In an address Tuesday at a criminal justice conference, Attorney General Eric Holder
challenged state laws that take away the voting rights of convicted felons forever:
"It is time to fundamentally rethink laws that permanently disenfranchise people who are no longer under federal or state supervision," Holder is to tell the Leadership Council on Civil and Human Rights Criminal Justice Forum at Georgetown law school. "These restrictions are not only unnecessary and unjust, they are also counterproductive. By perpetuating the stigma and isolation imposed on formerly incarcerated individuals, these laws increase the likelihood they will commit future crimes." [...]
"However well-intentioned current advocates of felony disenfranchisement may be—the reality is that these measures are, at best, profoundly outdated," Holder is to say. "At worst, these laws, with their disparate impact on minority communities, echo policies enacted during a deeply troubled period in America’s past—a time of post-Civil War discrimination. And they have their roots in centuries-old conceptions of justice that were too often based on exclusion, animus, and fear."
Indeed.
Laws in this matter vary widely from state to state. For instance, in two, Maine and Vermont, convicted felons may vote absentee while they are incarcerated. Most states have some form of automatic restoration after felons serve their sentence or that plus parole and probation time. But, depending on circumstances, 11 states, mostly in the West and South, can disenfranchise felons forever if they choose to do so.
Please read below the fold for more on this subject.
In Florida, felons must appeal for a clemency ruling from the governor to get back their franchise. Governors there can flat out ignore those pleas and often do. In Arizona, felons who have been twice convicted are disenfranchised for good. In Nevada, only those convicted of non-violent offenses are given their voting rights back. Virginia requires that felons convicted of non-violent offenses now have their voting rights automatically restored. That is thanks to last year's action by former Gov. Bob McDonnell, who, ironically, could find himself a beneficiary of that move if he is convicted of fraud and corruption charges. Violent offenders in Virginia, however, must wait five years before they can appeal to the governor's office to have their voting rights restored. And the process can take several more years when it succeeds at all.
This is an instance when a federal statute should be passed to take precedence.
Nationwide, according to The Sentencing Project, 5.85 million Americans are barred from voting because of felony convictions. Because of disparities about who gets arrested, tried and convicted, one in 13 African Americans is disenfranchised. This has an impact not only on the individuals convicted but also on political power.
In a 2012 article in the University of Richmond Law Review about felony disenfranchisement in Virginia, Dori Elizabeth Martin wrote:
Felony disenfranchisement profoundly impacts the political opportunity available to minority communities.

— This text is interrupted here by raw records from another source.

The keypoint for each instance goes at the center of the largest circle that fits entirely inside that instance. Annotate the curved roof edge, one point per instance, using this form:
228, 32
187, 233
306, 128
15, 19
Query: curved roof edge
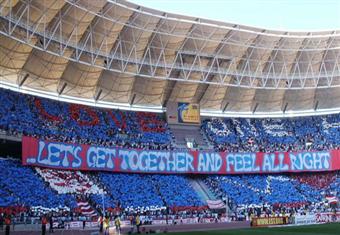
159, 109
222, 24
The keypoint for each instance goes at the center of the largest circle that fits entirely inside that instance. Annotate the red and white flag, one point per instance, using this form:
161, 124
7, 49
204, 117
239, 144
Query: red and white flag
332, 199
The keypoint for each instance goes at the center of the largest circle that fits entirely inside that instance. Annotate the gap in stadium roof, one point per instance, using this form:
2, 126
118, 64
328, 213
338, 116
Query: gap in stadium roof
283, 15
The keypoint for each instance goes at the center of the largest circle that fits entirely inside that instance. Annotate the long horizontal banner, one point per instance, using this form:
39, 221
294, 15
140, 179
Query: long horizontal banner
85, 157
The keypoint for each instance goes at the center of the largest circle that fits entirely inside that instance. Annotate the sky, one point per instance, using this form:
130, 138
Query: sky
290, 15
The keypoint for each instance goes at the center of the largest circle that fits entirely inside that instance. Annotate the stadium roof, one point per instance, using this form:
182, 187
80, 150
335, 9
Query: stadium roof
119, 54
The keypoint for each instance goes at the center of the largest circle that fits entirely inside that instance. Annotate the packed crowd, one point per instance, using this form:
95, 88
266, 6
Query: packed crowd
293, 134
41, 188
21, 186
73, 123
26, 186
245, 190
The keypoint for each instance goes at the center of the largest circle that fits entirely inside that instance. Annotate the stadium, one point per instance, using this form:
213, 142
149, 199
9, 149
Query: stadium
116, 118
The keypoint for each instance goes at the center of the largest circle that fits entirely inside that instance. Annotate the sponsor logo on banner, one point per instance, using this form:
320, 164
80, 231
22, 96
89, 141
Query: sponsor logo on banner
304, 219
87, 157
215, 204
267, 221
188, 113
328, 217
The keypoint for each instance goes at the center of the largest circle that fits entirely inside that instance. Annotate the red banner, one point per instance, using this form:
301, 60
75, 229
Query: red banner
85, 157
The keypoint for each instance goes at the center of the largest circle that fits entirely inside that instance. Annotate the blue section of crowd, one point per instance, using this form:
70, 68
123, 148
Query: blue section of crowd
252, 135
22, 186
28, 115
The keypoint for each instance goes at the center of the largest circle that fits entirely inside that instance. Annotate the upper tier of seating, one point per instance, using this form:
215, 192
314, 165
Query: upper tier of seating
28, 115
289, 134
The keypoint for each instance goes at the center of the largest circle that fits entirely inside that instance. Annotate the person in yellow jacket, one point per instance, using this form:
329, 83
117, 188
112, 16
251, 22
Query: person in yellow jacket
107, 225
117, 224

Using a procedure called the “usual residence rule,” the Census Bureau counts prisoners as residents of the district in which they are incarcerated.
The result is often artificially inflated population totals in rural, majority white communities at the expense of the (largely minority) communities the inmates ordinarily would call home.
Of course, government funding and political representation are both functions of population, as determined by the Census, so the inmates quite literally increase the value of prison communities without reaping any of the benefits, while leaving their families and neighbors underrepresented. Critics of this system have compared its practical effects to the “Three-Fifths” Compromise in the original United States Constitution, which gave slaveowning states more political influence by including slaves in the population tallies for determining congressional representation.
If the goal of temporary incarceration is rehabilitation, as is supposedly the case, how can a person be fully rehabilitated if he or she cannot exercise one of the basic rights of an American citizen? Not to mention the whole "taxation without representation" bit—can you truly say you're represented if you had no opportunity to choose your representative?